Seawater intrusion monitoring is quite different from the conventional monitoring of groundwater pollution. In this study, a new optimization method for the seawater intrusion monitoring scheme in the transitional zone was proposed. The objective of optimization was to maximize effective information monitored. The structural similarity index method (SSIM) of the image quality assessment was innovatively used to establish a mathematical expression for the effective monitored information, and an optimization model was constructed based on this. Taken the Longkou city of China as the study area, a numerical simulation model of variable density groundwater was constructed.
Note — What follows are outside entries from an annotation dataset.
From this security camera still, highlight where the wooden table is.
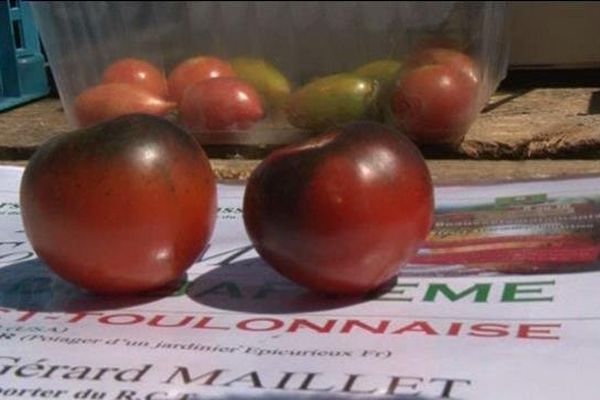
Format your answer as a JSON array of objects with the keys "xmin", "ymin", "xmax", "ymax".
[{"xmin": 0, "ymin": 87, "xmax": 600, "ymax": 184}]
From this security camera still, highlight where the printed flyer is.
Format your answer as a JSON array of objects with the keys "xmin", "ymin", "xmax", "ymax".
[{"xmin": 0, "ymin": 167, "xmax": 600, "ymax": 400}]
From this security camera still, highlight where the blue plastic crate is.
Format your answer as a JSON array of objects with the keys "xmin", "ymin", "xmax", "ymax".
[{"xmin": 0, "ymin": 0, "xmax": 50, "ymax": 111}]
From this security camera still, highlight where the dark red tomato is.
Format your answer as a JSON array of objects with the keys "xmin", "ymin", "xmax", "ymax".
[
  {"xmin": 21, "ymin": 115, "xmax": 216, "ymax": 294},
  {"xmin": 391, "ymin": 65, "xmax": 477, "ymax": 145},
  {"xmin": 405, "ymin": 48, "xmax": 480, "ymax": 85},
  {"xmin": 73, "ymin": 83, "xmax": 177, "ymax": 127},
  {"xmin": 102, "ymin": 58, "xmax": 168, "ymax": 98},
  {"xmin": 169, "ymin": 57, "xmax": 236, "ymax": 103},
  {"xmin": 180, "ymin": 78, "xmax": 264, "ymax": 132},
  {"xmin": 243, "ymin": 122, "xmax": 433, "ymax": 295}
]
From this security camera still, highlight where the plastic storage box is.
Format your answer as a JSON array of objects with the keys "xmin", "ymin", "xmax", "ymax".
[
  {"xmin": 29, "ymin": 1, "xmax": 507, "ymax": 150},
  {"xmin": 0, "ymin": 0, "xmax": 50, "ymax": 111}
]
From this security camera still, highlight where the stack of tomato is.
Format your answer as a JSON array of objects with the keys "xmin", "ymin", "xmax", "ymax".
[
  {"xmin": 21, "ymin": 49, "xmax": 480, "ymax": 295},
  {"xmin": 75, "ymin": 48, "xmax": 480, "ymax": 145}
]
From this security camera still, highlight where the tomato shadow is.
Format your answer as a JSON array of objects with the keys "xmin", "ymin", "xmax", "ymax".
[
  {"xmin": 0, "ymin": 259, "xmax": 185, "ymax": 312},
  {"xmin": 186, "ymin": 257, "xmax": 395, "ymax": 314}
]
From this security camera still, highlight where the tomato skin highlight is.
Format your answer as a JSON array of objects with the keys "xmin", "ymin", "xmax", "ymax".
[
  {"xmin": 102, "ymin": 58, "xmax": 168, "ymax": 98},
  {"xmin": 180, "ymin": 78, "xmax": 265, "ymax": 132},
  {"xmin": 391, "ymin": 64, "xmax": 477, "ymax": 146},
  {"xmin": 74, "ymin": 83, "xmax": 176, "ymax": 128},
  {"xmin": 168, "ymin": 56, "xmax": 236, "ymax": 103},
  {"xmin": 405, "ymin": 47, "xmax": 480, "ymax": 86},
  {"xmin": 243, "ymin": 122, "xmax": 433, "ymax": 295},
  {"xmin": 20, "ymin": 115, "xmax": 217, "ymax": 294}
]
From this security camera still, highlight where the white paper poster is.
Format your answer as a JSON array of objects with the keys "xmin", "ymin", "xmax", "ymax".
[{"xmin": 0, "ymin": 164, "xmax": 600, "ymax": 400}]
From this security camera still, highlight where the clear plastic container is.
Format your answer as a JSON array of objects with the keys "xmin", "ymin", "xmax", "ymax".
[{"xmin": 33, "ymin": 1, "xmax": 507, "ymax": 155}]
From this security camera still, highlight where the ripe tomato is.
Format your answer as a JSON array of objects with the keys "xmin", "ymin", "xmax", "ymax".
[
  {"xmin": 21, "ymin": 115, "xmax": 216, "ymax": 294},
  {"xmin": 391, "ymin": 64, "xmax": 477, "ymax": 145},
  {"xmin": 243, "ymin": 122, "xmax": 433, "ymax": 295},
  {"xmin": 405, "ymin": 48, "xmax": 480, "ymax": 85},
  {"xmin": 74, "ymin": 83, "xmax": 176, "ymax": 127},
  {"xmin": 180, "ymin": 78, "xmax": 264, "ymax": 132},
  {"xmin": 168, "ymin": 57, "xmax": 235, "ymax": 103},
  {"xmin": 102, "ymin": 58, "xmax": 167, "ymax": 98}
]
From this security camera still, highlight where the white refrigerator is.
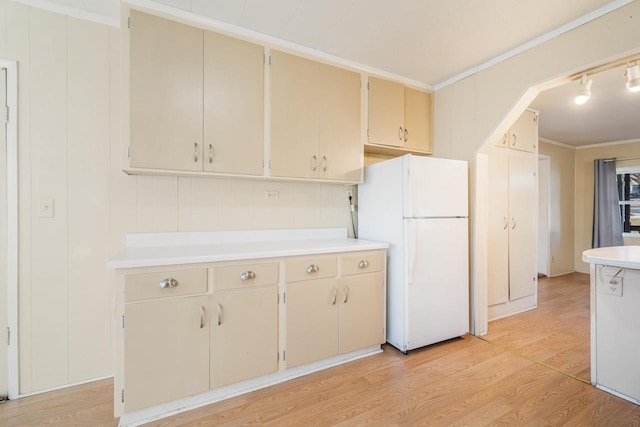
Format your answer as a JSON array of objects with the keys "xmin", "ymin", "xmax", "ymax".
[{"xmin": 358, "ymin": 154, "xmax": 469, "ymax": 353}]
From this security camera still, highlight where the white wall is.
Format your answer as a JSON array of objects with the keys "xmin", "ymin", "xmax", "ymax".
[{"xmin": 0, "ymin": 0, "xmax": 351, "ymax": 394}]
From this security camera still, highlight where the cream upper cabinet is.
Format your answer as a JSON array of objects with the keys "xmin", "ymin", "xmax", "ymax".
[
  {"xmin": 203, "ymin": 31, "xmax": 264, "ymax": 175},
  {"xmin": 369, "ymin": 77, "xmax": 404, "ymax": 147},
  {"xmin": 340, "ymin": 272, "xmax": 386, "ymax": 354},
  {"xmin": 129, "ymin": 10, "xmax": 203, "ymax": 171},
  {"xmin": 366, "ymin": 77, "xmax": 433, "ymax": 153},
  {"xmin": 129, "ymin": 10, "xmax": 264, "ymax": 176},
  {"xmin": 270, "ymin": 51, "xmax": 363, "ymax": 182},
  {"xmin": 210, "ymin": 286, "xmax": 278, "ymax": 388},
  {"xmin": 496, "ymin": 110, "xmax": 538, "ymax": 153},
  {"xmin": 122, "ymin": 296, "xmax": 209, "ymax": 412}
]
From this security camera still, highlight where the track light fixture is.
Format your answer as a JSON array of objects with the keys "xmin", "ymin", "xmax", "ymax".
[
  {"xmin": 575, "ymin": 74, "xmax": 592, "ymax": 105},
  {"xmin": 624, "ymin": 62, "xmax": 640, "ymax": 92}
]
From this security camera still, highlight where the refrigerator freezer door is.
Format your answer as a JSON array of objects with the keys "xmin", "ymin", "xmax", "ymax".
[
  {"xmin": 404, "ymin": 218, "xmax": 469, "ymax": 350},
  {"xmin": 403, "ymin": 155, "xmax": 469, "ymax": 218}
]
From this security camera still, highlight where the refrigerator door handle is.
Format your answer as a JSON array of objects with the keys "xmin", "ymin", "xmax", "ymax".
[{"xmin": 407, "ymin": 219, "xmax": 417, "ymax": 286}]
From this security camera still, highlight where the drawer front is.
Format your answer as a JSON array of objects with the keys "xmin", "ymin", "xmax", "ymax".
[
  {"xmin": 213, "ymin": 262, "xmax": 278, "ymax": 291},
  {"xmin": 124, "ymin": 268, "xmax": 207, "ymax": 302},
  {"xmin": 285, "ymin": 256, "xmax": 338, "ymax": 282},
  {"xmin": 341, "ymin": 251, "xmax": 386, "ymax": 276}
]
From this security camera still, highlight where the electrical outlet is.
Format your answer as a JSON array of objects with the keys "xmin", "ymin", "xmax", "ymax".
[
  {"xmin": 605, "ymin": 277, "xmax": 622, "ymax": 297},
  {"xmin": 347, "ymin": 188, "xmax": 353, "ymax": 203},
  {"xmin": 264, "ymin": 190, "xmax": 280, "ymax": 200}
]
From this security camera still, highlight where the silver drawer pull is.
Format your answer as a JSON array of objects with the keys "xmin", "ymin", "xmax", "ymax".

The Monte Carlo method was used to consider the influence of the sensitivity parameters uncertainty on the monitoring scheme design. To avoid repeatedly calling of simulation models in the process of Monte Carlo experiments, a surrogate model was constructed by using the kernel extreme learning machine (KELM). Finally, the optimization model was solved by the genetic algorithm to obtain the optimal monitoring scheme. The results showed that the input-output relationship of the numerical simulation model for variable-density groundwater can be well approximated by the KELM surrogate model. The monitoring scheme optimized by the above method can well reflect the real state of seawater intrusion. This study expands the method on the scheme designs for seawater intrusion monitoring.

Suggested Citation

  • Yue Fan & Wenxi Lu & Tiansheng Miao & Jiuhui Li & Jin Lin, 2020. "Optimum Design of a Seawater Intrusion Monitoring Scheme Based on the Image Quality Assessment Method," Water Resources Management: An International Journal, Published for the European Water Resources Association (EWRA), Springer;European Water Resources Association (EWRA), vol. 34(8), pages 2485-2502, June.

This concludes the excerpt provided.